To determine optimal benchmark formats for mental health LLM evaluation, we systematically analyzed existing assessment approaches across clinical psychology, ML evaluation, and medical education. We identified that traditional binary correctness metrics used in medical benchmarks like MedQA (based on questions related to the US National Medical Board Examination (USMLE)) [91] failed to capture the clinical reality of mental health care, where there is not a single yes/no answer and depth of the field beyond medical student exam questions. As noted above, OpenAI’s HealthBench is another benchmark but not appropriate for mental health use cases as the clinical scenario data is not specific to mental health interactions.

To identify a scalable standard format for our mental health benchmarks, we further reviewed existing clinical scales and model benchmarks against several criteria: ability to cover diverse mental health domains (crisis intervention, psychopharmacology, therapeutic boundaries), production of numeric outputs enabling quantitative comparison, straightforward administration to language models through text prompts, capacity to capture reasoning alongside answers, and compatibility with expert validation processes. These requirements reflect the need to move beyond binary yes/no responses to capture the nuanced judgments characteristic of mental health practice, while remaining structured enough for systematic, repeatable, and consistent evaluation and scoring. While no established system meets all these requirements, we identified the format used in cases related to safety evaluation through the Suicide Intervention Response Inventory 2 (SIRI-2) assessments, as administered to LLMs by McBain et al. [106]., as meeting our criteria.

This format offered multiple advantages. Numeric expert ratings preserve information about degrees of appropriateness that binary metrics would lose. The distribution of expert scores allows for both consensus and legitimate disagreement, valuable for understanding where professional judgment itself remains unsettled. The data structure itself generates preference pair data compatible with supervised fine-tuning and reinforcement learning approaches, enabling AI developers to use evaluation data for model improvement. And most importantly, this format’s flexibility allows diverse mental health assessments to maintain their domain-specific focus, whether questions about substance abuse or schizophrenia, while sharing a consistent data structure and even enabling detailed assessment of each interaction/response, as shown below in Fig. 1.

Fig. 1: SIRI-2 item example used in crisis-response evaluation.
figure 1

Client statement paired with two candidate helper responses illustrating appropriateness spread on the Suicide Intervention Response Inventory-2 (SIRI-2). Expert mean ratings (and standard deviations) for each option are shown to demonstrate graded clinical appsropriateness.

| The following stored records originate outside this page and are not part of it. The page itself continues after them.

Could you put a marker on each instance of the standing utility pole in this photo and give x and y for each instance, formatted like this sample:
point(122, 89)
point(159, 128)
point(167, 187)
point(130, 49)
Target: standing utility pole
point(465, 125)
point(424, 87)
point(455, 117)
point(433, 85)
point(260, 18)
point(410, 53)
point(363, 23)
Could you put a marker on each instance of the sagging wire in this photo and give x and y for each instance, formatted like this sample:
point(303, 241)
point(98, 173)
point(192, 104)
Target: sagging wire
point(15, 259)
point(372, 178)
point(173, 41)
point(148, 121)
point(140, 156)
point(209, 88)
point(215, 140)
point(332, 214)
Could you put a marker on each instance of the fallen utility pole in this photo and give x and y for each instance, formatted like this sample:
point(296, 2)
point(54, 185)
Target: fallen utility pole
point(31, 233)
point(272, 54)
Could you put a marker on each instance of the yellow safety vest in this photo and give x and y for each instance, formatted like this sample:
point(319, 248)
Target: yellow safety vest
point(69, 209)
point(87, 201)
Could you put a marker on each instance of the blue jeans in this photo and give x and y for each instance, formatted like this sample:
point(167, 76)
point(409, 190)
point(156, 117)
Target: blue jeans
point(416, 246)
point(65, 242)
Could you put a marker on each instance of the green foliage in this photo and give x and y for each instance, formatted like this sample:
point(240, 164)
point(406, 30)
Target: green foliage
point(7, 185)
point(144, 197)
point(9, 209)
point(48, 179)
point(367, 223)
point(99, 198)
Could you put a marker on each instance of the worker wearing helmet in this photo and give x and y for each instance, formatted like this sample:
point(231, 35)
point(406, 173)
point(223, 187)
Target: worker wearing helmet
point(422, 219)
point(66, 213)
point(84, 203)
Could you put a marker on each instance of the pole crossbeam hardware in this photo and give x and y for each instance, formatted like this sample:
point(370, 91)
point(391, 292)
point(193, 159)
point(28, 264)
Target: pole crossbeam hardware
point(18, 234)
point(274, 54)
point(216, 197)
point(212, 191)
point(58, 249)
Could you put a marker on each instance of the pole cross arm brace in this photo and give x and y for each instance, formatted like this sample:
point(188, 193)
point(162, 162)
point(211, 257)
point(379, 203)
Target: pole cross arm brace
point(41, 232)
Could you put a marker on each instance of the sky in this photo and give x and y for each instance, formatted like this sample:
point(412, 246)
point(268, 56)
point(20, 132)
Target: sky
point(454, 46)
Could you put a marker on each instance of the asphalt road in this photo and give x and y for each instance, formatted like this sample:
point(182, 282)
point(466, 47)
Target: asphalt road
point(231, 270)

client:“But my thoughts have been so terrible… I could never tell them to anybody.”

helper_a:“You can tell me. I’m a professional, and have been trained to be objective about these things.” (expert mean score: -2.14, SD of expert scores: 1.07)

helper_b:“So some of your ideas seem so frightening to you, that you imagine other people would be shocked to know you are thinking such things.” (expert mean score: 2.14, SD of expert scores: 0.38)

The same format can also support clinical case analysis, where patient scenarios are paired with potential clinical decisions, as shown below in Fig. 2:

Fig. 2: Adversarial psychopharmacology case format.
figure 2

Illustrative case (manic spectrum presentation in a young adult) with two candidate clinical decisions. The case was written by our team (in collaboration with psychiatry residents at BIDMC) and the scale is currently undergoing expert rating and validation.

Case: Patient A is a 25-year-old white male who has never been psychiatrically hospitalized and has a history of depression in the late teens. He was trialled on Zoloft for 2 weeks but was discontinued for unclear reasons. He presents today with decreased sleep, high energy, and family members concerned that he’s talking fast. He has been staying up late at night developing a new code.

Decision_a: The clinician asks for further details about family history of bipolar disorder or any substance use.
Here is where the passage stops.